# Info overlay while editing



## RobOK (Dec 6, 2020)

I am triaging some old photos, i primarily want the Info panel to see settings of the image. But I also want to be able to do some quick adjustments to exposure to see if an image is worth investing some time.

1. is there a way to get basic info overlay on a screen where I can also edit?
2. the info panel is a super light font... like adobe thought when you are on the Info panel you don't want to be bothered by focal length, aperture, and shutter speed!!! I don't suppose that is changeable anywhere? (Mac)


----------



## Jim Wilde (Dec 6, 2020)

1. No, it's not currently possible (a second window/monitor option would be a help!). If you have an iPad/iPhone, you could more easily do it there as the info overlay CAN be shown on the edit window (and is nice and bright too).
2. No, it can't be changed.


----------



## RobOK (Dec 6, 2020)

Jim Wilde said:


> 1. No, it's not currently possible (a second window/monitor option would be a help!). If you have an iPad/iPhone, you could more easily do it there as the info overlay CAN be shown on the edit window (and is nice and bright too).

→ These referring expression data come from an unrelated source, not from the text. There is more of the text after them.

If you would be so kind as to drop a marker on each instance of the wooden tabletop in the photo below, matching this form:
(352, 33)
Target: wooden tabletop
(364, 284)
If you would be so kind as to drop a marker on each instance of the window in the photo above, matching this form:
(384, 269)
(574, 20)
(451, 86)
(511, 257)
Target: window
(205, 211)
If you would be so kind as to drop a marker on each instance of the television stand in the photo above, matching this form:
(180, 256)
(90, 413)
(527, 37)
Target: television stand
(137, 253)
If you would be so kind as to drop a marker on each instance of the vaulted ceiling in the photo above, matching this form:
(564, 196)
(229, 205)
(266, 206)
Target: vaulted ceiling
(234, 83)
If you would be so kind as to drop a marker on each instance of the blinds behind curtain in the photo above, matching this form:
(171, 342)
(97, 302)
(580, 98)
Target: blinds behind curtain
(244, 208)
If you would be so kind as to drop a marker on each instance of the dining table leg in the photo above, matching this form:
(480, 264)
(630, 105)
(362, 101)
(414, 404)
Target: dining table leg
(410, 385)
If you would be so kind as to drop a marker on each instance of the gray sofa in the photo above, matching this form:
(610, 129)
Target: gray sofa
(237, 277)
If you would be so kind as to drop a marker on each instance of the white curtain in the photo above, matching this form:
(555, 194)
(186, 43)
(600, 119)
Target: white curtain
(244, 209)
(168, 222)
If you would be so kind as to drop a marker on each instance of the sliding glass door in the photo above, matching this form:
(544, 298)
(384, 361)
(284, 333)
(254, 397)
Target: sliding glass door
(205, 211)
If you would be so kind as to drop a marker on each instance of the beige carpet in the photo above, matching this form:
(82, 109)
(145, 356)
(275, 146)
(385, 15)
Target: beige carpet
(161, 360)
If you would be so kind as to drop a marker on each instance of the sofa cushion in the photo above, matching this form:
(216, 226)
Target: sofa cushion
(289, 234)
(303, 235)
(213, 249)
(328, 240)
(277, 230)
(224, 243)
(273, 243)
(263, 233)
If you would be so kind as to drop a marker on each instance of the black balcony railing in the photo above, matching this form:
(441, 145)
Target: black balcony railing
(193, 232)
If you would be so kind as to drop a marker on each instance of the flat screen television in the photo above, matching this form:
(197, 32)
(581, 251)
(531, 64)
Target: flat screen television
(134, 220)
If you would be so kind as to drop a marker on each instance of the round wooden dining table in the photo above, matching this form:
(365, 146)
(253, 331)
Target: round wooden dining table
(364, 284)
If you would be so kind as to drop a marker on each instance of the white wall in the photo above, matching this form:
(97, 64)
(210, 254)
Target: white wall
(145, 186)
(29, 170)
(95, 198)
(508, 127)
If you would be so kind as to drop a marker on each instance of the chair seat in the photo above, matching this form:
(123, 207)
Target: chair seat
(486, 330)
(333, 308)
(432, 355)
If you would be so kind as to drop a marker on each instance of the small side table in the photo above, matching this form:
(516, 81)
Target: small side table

Thanks for  quick reply! I do have an iPad and you spurred an interesting idea, so I now have my iPad in Sidecard mode. Lightroom (non-Classic) does not seem to have any options to use two screens! Am I missing it? I can move it fully to my ipad, but not pop out a picture or a panel to it.  It feels SO CLOSE, yet so far!


----------



## RobOK (Dec 6, 2020)

OK, i am editing on my iPad as the LR app there is more featured than the app on my Mac Book Pro, how does that make sense to Adobe??

At first I was not seeing the image details I wanted (f stop and speed) but tapping on the info cycle through some options. So ipad it is. (FYI, the images I am sorting are of full moons, so i have a mix of exposures and such).


----------



## Jim Wilde (Dec 6, 2020)

RobOK said:


> OK, i am editing on my iPad as the LR app there is more featured than the app on my Mac Book Pro, how does that make sense to Adobe??


You have to remember that LrMobile started development 3 years before the desktop version was introduced.


----------



## Jim Wilde (Dec 6, 2020)

RobOK said:


> Lightroom (non-Classic) does not seem to have any options to use two screens! Am I missing it?


No options yet for multiple screens/windows. There'll be a feature request over at the official feedback site, it would be worth paying a visit to add your vote.


----------



## RobOK (Dec 9, 2020)

Jim Wilde said:


> You have to remember that LrMobile started development 3 years before the desktop version was introduced.



I actually had not known that, or at least, hadn’t stopped to think about it!


----------



## Conrad Chavez (Dec 9, 2020)

One of the things that seems to constrain Lightroom (not Classic) development is: Can we implement this feature consistently across desktop, mobile, and web platforms? They seem to prefer features that are a slam dunk across all of those, a consistent experience regardless of platform. (Even though that isn’t 100% true.)

I use Lightroom Classic across two displays all the time. Whatever I'm doing, Grid or Survey is usually in the Secondary Display window. The issue with Secondary Display in Lightroom might be, what do they do on the mobile platforms where multiple displays is not a native capability? Classic is not constrained in that way because it runs only on Mac and Windows, where multiple displays have been supported for at least 30 years.


----------